August 31, 2005 

Correction • Bushwhacking • The Chopping Block • The Road Less Traveled

Correction

The title of last week's New York Times crossword puzzle should have been "'Lighten Up,' by Patrick Merrell and edited by Will Shortz." We appreciate the calls to notify us of the error, especially since the corrected title seems oddly appropriate to those calls.

Bushwhacking

While he rides his bike through mountain resorts, he urges the masses to stay the course. Meanwhile, our soldiers are getting their asses blown off in a chaotic civil war created by Bush! And as the fanatical Christians bask in the glory of their new-found power, they urge the assassination of sovereign national leaders who oppose our heavy handed policies, salivating at the opportunity to place their Christian dogma in the public schools so they can create a new generation of God-loving people who are willing to kill anyone who thinks differently than them.

I used to think religion was a good guideline for society. Now it has become a rallying war cry to kill, deny science and bend the truth to advance an abusive agenda of fear and hatred. I see the injection of religion into governments as a sure way to bring violence and hatred to the forefront.

Why are these men of God not standing up for love and tolerance? Helping the poor and helpless? Instead they are greedy war hawks. Bush-the Christian who will "save" America from its evil ways-puts his thumb on science, brings war with a smirk and the quote of "Bring it on!" He has done more to help the rich than any other segment of society. It is beyond absurd! I have never seen how power and religion are a bad mix like I am witnessing now. The history of religious conflict we read about seemed caused by a basic ignorance that a modern society should see past. But Bush has brought it back in full force and urges us to stay the course.

-Kevin Mills, Boise

The Chopping Block

It seems that you cannot turn on the news anymore without hearing a new case of some sort of sex abuse or rape. Several years ago, Denmark did an experiment where they gave sex offenders a choice of staying in jail or castration. They were astonished at the success rate: 85 percent of the offenders never committed another sex offense! Can our present way of dealing with these offenders boast this kind of success? Certainly not.

It is long past due that we try a different approach. I'm aware that the Constitution says we cannot administer "cruel and unusual punishment," but times have changed. When our children's lives are at stake, are a sex offender's testicles that important?
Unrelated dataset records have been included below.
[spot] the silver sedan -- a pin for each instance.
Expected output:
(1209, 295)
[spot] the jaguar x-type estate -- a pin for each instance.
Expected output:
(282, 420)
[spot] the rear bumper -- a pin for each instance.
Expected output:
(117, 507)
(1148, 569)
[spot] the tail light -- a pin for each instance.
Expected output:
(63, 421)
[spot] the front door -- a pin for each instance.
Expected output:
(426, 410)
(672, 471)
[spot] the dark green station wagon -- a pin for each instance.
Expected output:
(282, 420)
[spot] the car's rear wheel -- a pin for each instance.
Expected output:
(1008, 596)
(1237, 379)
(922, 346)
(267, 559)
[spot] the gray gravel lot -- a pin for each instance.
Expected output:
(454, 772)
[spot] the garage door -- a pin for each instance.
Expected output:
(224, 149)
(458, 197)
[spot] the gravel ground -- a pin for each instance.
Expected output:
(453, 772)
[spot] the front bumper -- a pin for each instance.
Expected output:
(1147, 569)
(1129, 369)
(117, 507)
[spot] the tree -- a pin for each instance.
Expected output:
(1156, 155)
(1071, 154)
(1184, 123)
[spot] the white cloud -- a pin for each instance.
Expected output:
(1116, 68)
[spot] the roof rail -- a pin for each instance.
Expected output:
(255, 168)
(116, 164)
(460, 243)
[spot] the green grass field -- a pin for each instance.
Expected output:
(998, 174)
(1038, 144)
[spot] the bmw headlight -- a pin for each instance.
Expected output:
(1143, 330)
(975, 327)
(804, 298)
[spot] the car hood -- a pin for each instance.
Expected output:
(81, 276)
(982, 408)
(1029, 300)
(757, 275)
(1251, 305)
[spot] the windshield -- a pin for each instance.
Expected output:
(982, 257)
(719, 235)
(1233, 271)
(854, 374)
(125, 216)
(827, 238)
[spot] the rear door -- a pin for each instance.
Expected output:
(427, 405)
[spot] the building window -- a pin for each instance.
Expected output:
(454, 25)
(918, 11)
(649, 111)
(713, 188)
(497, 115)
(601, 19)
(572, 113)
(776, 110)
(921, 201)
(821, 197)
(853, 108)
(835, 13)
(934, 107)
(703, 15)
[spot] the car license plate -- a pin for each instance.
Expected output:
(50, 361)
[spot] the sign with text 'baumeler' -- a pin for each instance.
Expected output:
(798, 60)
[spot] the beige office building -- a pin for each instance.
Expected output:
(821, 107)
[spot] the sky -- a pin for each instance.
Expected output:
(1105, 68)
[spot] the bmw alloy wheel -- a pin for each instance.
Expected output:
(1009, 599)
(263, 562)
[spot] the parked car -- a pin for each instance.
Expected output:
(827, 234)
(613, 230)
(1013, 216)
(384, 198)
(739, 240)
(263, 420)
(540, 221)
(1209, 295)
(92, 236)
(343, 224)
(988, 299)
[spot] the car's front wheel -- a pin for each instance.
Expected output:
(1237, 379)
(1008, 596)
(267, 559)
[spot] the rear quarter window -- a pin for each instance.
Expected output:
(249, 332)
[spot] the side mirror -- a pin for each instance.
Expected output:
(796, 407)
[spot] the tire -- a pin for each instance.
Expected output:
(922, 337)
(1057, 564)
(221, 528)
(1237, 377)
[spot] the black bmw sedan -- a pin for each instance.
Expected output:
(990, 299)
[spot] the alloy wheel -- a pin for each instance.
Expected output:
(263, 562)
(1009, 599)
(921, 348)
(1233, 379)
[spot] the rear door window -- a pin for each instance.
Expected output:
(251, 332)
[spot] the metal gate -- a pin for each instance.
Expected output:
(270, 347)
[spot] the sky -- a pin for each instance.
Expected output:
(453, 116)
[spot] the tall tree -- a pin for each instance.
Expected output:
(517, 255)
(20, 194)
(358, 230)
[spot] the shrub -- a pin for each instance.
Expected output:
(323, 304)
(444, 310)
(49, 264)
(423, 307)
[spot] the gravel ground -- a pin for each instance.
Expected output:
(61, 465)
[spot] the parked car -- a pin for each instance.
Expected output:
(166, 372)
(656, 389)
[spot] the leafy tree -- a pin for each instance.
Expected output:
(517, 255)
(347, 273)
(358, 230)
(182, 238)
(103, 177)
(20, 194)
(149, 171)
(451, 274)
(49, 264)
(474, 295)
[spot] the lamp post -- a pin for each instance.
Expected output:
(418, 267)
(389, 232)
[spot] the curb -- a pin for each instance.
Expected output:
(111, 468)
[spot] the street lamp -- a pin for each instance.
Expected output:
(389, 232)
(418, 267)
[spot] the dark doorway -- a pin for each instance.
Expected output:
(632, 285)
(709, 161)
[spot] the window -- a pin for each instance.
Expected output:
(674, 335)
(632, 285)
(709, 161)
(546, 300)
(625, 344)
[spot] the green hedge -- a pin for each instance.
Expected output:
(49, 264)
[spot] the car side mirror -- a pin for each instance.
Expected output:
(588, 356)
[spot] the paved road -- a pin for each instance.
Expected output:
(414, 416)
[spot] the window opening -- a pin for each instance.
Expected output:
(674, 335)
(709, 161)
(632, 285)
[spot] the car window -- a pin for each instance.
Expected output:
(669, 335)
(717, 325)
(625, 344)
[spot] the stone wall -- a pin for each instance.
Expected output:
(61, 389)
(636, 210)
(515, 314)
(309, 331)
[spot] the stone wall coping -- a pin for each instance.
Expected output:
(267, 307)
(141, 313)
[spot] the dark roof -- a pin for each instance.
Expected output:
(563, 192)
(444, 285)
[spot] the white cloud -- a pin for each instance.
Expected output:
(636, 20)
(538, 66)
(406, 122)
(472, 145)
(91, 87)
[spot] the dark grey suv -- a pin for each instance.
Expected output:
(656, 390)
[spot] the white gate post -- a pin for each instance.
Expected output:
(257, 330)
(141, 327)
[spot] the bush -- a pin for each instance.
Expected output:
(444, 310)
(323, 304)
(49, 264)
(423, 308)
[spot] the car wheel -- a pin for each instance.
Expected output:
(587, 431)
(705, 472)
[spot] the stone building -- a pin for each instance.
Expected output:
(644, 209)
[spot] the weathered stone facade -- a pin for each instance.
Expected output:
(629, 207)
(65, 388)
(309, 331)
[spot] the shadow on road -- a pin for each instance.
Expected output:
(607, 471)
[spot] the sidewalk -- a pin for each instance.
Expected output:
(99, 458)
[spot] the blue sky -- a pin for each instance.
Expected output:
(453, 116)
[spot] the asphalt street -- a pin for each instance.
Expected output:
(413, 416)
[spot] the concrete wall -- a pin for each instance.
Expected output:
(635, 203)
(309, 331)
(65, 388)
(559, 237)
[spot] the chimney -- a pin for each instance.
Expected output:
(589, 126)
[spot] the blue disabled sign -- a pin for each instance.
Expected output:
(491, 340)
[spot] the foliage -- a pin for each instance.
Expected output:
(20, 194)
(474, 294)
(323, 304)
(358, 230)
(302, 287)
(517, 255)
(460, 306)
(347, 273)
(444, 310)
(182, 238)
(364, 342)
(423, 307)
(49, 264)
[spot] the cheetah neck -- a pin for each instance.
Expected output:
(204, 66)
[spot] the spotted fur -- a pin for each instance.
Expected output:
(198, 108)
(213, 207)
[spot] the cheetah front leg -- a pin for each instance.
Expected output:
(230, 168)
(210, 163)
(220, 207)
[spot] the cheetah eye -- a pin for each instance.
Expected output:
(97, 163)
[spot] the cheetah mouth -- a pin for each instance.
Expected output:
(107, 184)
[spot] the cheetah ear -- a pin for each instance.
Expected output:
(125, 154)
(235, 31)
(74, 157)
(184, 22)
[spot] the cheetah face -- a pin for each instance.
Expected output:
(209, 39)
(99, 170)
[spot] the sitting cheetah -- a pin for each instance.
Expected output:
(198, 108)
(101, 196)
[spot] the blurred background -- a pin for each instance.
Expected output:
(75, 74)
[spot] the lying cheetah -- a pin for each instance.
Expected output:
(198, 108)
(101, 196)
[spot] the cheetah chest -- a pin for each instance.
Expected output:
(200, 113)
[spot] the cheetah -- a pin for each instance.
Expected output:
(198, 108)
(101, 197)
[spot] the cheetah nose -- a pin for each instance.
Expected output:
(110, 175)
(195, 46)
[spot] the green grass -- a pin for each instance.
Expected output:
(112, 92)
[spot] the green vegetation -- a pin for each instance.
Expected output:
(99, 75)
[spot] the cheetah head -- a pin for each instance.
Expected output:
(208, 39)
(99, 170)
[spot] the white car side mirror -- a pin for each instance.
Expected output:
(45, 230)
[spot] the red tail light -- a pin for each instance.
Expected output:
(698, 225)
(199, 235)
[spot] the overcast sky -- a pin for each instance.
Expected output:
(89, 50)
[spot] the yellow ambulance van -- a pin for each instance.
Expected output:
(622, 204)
There are those who claim castration won't stop them. They fail to understand that it is testosterone that drives the libido that drives the sex offender. Take away the testosterone, and after about six months, the sex drive dies. It really isn't that complex of a problem; any rancher can tell you about his steers. Or maybe your dog, your cat or your horse. It really does work.

Can we afford to continue to warehouse these degenerates, knowing that someday they will get back out and destroy another person's life again? If they refuse to submit to surgical castration, they need to be incarcerated for life. It will be their choice, knowing full well they will never be free again. Then and only then will we slow down this insidious crime.

We hand out the death penalty; I see no reason that we can't hand down a "castration or life in prison" sentence. It is a proven fact: Once a sex offender, always a sex offender, they cannot be rehabilitated (without castration). Perhaps without so much libido, they could then become productive citizens again instead of spending the rest of their lives in prison at taxpayers' expense. We are at a crossroads-our prisons are full and running over. This is why so many of them are let back out to victimize again, but short of giving them all the death penalty, do you have a better idea? Let's hear it. We need new laws.

Contact your federal and state representatives and demand action. This insidious problem won't go away without drastic actions.

-Bart Eben, Mountain Home

The Road Less Traveled

A new Forest Service policy threatens over 9.3 million acres of roadless areas in Idaho. I am familiar with two roadless areas in the Clearwater National Forest. One is the Eldorado Creek area. Forest Service roads through this area allow fairly easy access, as well as quite a few restricted roads available for various recreational uses. The area has been logged some years ago, but it has now restored itself to a healthy forest containing Grand and Douglas fir, Ponderosa pine, larch and an unusual amount of deciduous trees and bushes, thus making for excellent big game habitat. Several historic sites visited by Lewis and Clark are also in or near the area.

The other area is the Weir-Post Office area north of the Lochsa. The Lolo motorway runs through the area, along with a few other access roads. It is an extremely rugged and beautiful forest, which probably looks about the same as when the Corps of Discovery passed through 200 years ago. The Forest Service is recommending keeping this area classified as roadless.

I hope others will join me in soliciting Gov. Kempthrone not to allow further development in these areas, along with any others that you know and would hope to continue to enjoy as they are.